The Germans interrogated him. He admitted to being a part of the JOC, which the Germans had banned as a clandestine organization. He was sent to the concentration camp at Mathausen. The conditions were even worse than in the forced labor camp, but Marcel knew how to keep his joy. He continued to pray and encourage his fellow prisoners, even as he suffered from bronchitis, malnutrition, dysentary, fever, swellings, and generalized weakness, all in addition to his previous ailments. One prisoner had smuggled in a box of consecrated hosts and was able to give him his final Eucharist, also known as Viatacum.

His joy and hope were present to the end. The latrines at Mathausen were designed so that weaker prisoners would fall into them. Marcel nearly drowned in one, but was pulled out by a Colonel Thibideux. Marcel was too weak to even speak at this point. However, the colonel remembered that even covered in human waste and dying, “there was a holiness in [Marcel’s] eyes.

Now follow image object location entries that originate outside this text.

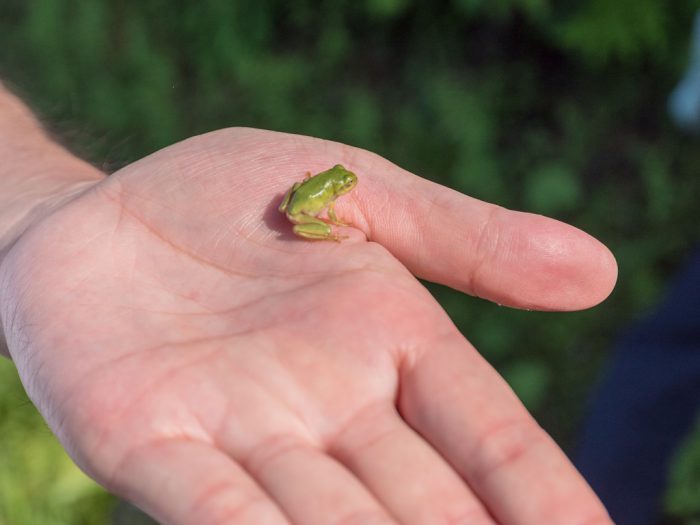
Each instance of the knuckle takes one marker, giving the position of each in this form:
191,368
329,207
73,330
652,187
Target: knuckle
501,446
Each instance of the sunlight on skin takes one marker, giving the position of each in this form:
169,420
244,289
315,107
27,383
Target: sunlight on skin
195,356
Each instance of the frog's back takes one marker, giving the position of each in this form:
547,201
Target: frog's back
314,194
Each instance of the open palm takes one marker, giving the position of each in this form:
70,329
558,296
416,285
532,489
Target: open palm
196,358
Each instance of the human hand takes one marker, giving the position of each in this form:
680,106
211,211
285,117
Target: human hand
196,358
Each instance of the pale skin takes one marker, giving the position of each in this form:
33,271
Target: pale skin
197,358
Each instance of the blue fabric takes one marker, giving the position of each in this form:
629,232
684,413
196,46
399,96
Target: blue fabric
646,405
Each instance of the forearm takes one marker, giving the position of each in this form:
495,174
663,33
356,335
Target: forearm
36,174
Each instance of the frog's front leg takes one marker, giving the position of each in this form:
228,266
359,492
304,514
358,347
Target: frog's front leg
311,227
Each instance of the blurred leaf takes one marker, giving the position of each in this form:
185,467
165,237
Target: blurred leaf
529,379
552,189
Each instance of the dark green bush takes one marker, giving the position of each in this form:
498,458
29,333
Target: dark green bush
555,107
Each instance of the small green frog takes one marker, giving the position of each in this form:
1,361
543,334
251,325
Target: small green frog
306,200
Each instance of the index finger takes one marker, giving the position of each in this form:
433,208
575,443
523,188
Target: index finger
512,258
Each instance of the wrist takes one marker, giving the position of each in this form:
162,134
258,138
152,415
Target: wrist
36,176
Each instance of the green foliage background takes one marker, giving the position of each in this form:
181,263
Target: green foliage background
549,106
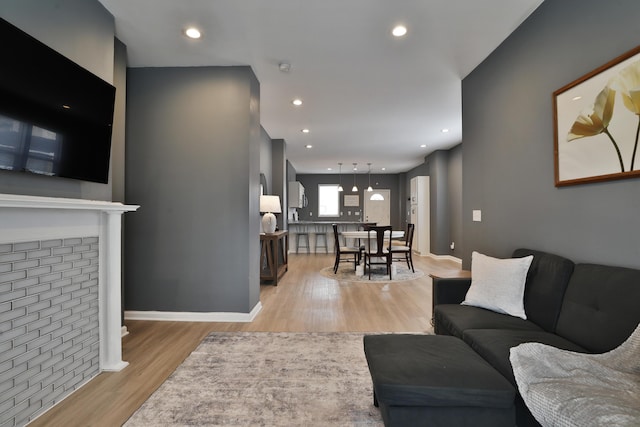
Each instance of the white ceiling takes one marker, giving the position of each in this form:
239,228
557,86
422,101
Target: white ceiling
368,97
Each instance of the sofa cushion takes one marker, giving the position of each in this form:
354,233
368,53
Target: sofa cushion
454,319
498,284
431,370
547,281
600,307
494,345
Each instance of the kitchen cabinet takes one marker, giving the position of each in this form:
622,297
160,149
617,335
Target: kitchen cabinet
297,198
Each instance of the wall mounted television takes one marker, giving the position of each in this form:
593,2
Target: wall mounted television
55,116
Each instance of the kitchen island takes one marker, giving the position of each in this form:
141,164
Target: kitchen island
313,241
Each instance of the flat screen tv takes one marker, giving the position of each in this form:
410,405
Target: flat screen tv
55,116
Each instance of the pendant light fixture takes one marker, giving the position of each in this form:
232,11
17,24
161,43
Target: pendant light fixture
355,187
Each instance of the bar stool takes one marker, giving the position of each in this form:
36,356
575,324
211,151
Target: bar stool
302,231
321,232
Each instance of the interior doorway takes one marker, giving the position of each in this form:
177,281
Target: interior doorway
376,210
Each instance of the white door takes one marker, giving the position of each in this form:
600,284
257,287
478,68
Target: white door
378,211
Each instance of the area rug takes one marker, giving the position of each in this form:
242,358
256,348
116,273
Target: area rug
266,379
378,274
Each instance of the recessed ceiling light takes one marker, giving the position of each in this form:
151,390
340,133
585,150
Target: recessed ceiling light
399,30
192,33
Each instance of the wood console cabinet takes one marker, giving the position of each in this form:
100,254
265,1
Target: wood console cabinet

I had never before seen anyone look that way!”

Beatification

Marcel died on the feast of St. Joseph, March 19, 1945. It was exactly two years after he left France.  The last time he had seen Marguerite was at the train station, when she told him he was going to be a martyr. He told her that he would never be good enough for that. St. John Paul II disagreed, and declared him a martyr for the faith on October 4, 1987. The pope said that like Christ, Marcel “loved until the end, and his entire life became the Eucharist.

“Received into the everlasting joy of God, [Marcel] testifies that the Christian faith cannot separate Heaven from Earth. Heaven is prepared on Earth through justice and love,” the pope said.

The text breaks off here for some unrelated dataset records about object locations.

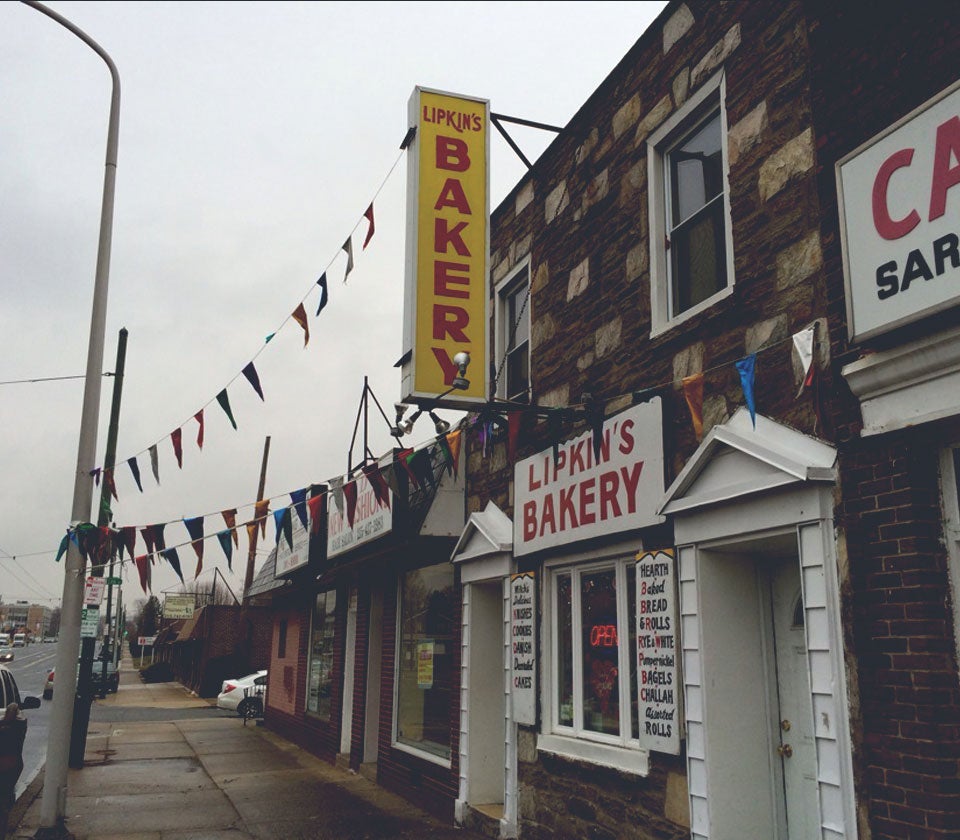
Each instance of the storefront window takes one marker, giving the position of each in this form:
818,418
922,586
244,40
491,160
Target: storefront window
320,669
597,607
425,678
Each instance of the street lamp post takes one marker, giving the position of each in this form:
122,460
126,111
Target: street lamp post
53,804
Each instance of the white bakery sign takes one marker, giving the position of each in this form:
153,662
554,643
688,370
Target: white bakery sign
579,495
900,219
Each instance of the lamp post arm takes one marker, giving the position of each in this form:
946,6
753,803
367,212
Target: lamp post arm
53,804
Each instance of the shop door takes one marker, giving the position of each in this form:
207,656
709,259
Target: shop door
794,737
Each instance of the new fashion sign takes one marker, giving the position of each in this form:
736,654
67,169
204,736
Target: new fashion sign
448,207
577,496
900,205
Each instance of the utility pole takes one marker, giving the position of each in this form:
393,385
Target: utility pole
252,554
84,699
53,806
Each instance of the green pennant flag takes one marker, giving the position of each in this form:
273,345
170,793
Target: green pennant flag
224,401
63,547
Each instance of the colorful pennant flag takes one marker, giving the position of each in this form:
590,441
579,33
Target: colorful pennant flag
260,510
380,488
149,538
194,527
143,570
154,465
251,373
693,393
350,494
803,344
336,490
135,469
316,507
224,401
299,499
322,283
130,540
348,247
368,215
746,367
64,543
300,316
513,435
171,556
453,442
230,520
176,436
226,543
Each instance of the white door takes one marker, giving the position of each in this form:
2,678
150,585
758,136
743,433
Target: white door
794,739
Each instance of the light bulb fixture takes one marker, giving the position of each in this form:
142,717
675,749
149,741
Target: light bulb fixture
401,409
441,425
460,381
404,427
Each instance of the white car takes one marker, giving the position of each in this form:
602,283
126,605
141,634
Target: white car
243,695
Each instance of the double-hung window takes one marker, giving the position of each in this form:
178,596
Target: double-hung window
513,336
320,665
691,265
592,690
425,656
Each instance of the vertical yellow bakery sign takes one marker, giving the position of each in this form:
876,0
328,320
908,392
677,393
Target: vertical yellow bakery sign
447,247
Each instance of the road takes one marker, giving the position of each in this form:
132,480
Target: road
30,667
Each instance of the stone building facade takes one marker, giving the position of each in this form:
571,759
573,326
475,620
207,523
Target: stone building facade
686,219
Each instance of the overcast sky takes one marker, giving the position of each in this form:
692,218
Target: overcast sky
252,138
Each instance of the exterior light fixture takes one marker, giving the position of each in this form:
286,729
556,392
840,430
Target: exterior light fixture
460,382
441,425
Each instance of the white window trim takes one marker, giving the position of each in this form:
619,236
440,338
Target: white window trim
951,532
620,752
396,744
499,293
658,143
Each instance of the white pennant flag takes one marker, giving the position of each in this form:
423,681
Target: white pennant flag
803,344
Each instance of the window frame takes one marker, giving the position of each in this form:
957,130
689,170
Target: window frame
502,292
676,129
622,751
316,715
395,742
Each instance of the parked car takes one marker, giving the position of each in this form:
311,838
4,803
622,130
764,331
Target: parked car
96,679
243,695
10,693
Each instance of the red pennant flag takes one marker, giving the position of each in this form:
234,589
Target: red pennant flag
453,441
130,540
230,520
368,215
300,316
316,506
350,494
148,538
693,392
260,510
177,437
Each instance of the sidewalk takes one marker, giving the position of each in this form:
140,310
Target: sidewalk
199,777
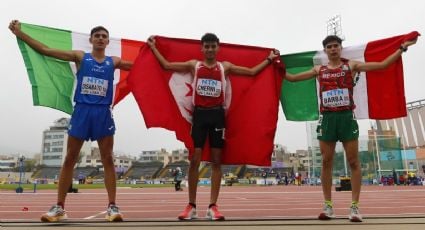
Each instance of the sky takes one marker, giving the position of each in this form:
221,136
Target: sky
290,26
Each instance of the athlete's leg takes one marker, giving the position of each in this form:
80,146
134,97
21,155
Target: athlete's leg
352,150
65,178
328,151
106,152
193,176
216,174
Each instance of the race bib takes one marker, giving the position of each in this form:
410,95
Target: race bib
208,87
94,86
336,98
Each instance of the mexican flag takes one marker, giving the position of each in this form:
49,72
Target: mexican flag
377,95
165,98
53,80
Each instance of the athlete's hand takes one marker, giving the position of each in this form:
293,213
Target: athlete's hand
151,41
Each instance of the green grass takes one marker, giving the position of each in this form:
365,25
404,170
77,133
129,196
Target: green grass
30,187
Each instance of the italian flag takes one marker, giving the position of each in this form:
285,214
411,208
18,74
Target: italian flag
377,94
53,80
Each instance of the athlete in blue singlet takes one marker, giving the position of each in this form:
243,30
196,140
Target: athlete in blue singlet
92,117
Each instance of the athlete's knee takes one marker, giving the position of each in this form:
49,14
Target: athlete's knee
354,163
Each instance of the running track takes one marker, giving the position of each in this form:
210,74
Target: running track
236,203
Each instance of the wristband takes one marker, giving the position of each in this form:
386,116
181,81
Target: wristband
269,60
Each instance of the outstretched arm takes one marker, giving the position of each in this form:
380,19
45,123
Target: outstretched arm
357,66
303,75
66,55
187,66
241,70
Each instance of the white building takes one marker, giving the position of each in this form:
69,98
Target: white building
155,155
8,162
179,155
54,141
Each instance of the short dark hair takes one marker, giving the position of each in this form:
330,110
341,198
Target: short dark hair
98,28
209,37
331,38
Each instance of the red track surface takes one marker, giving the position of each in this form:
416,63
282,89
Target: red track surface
245,202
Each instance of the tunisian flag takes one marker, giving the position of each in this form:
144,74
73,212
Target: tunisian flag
165,98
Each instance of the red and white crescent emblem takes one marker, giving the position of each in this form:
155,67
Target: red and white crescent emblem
181,86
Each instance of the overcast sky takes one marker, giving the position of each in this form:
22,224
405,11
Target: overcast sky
290,26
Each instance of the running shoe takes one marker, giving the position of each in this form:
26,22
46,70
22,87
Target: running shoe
355,215
214,214
55,214
188,213
113,214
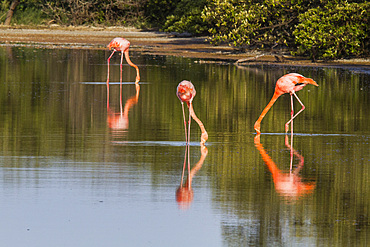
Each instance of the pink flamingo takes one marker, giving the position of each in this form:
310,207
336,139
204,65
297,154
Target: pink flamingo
122,45
186,93
289,83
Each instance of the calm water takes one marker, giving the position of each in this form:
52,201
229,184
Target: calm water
77,173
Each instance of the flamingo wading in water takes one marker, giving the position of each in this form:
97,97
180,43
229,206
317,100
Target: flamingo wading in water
122,45
186,92
289,83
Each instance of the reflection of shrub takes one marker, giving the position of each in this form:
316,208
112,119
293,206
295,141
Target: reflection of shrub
334,31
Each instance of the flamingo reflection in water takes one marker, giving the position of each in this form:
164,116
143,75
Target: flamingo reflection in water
289,185
118,122
185,194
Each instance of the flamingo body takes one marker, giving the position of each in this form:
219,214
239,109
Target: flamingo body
119,44
186,92
289,83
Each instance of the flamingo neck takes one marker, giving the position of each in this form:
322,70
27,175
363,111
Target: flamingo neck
267,108
133,65
204,136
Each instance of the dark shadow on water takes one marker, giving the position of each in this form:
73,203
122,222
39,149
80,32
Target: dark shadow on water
118,122
184,193
287,184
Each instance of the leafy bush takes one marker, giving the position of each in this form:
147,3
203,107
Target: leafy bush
186,17
334,31
253,23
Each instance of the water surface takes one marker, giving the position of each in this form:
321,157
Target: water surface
76,172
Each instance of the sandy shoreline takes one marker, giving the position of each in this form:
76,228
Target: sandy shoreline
156,43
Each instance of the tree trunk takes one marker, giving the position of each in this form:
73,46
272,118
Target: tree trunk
9,15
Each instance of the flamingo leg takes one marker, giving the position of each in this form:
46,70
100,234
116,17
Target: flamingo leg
183,114
204,136
120,82
291,119
188,145
183,168
108,78
133,65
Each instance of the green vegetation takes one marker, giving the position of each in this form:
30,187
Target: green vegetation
320,29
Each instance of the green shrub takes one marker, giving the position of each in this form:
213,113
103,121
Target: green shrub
186,17
334,31
253,23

“Nourished by prayer, the sacraments, and apostolic action….he built the Church with his brothers, the young Christian workers. It is in the Church that we become Christian, and it is with the Church that we build a new humanity.”***

A man for our generation
Marcel

And that’s why I love Marcel. He started off as the kind of Christian so many of us are early in our conversion: overzealous, obsessed with vocation, and more interested in looking Catholic than cultivating a deep relationship with Christ.

But then he was stripped of absolutely everything. His little sister was killed, his vocation was snatched away, and he was forced to take the place of German workers who had killed his family. He couldn’t even maintain the prayer and sacramental schedule of his former life. Yet his response was simply to find Christ already present in those dismal surroundings and dedicate himself to bringing others to the Lord. He offered his sufferings for the sake of his brother’s mission as a priest. Even when he was too weak to speak, he changed something in the colonel just by looking at him.

You don’t get that kind of radiance from simply following the rules. It comes from falling deeply, irrevocably in love with Christ, and knowing that his peace and joy are available no matter what happens to you. That’s the kind of twentysomething our world needs.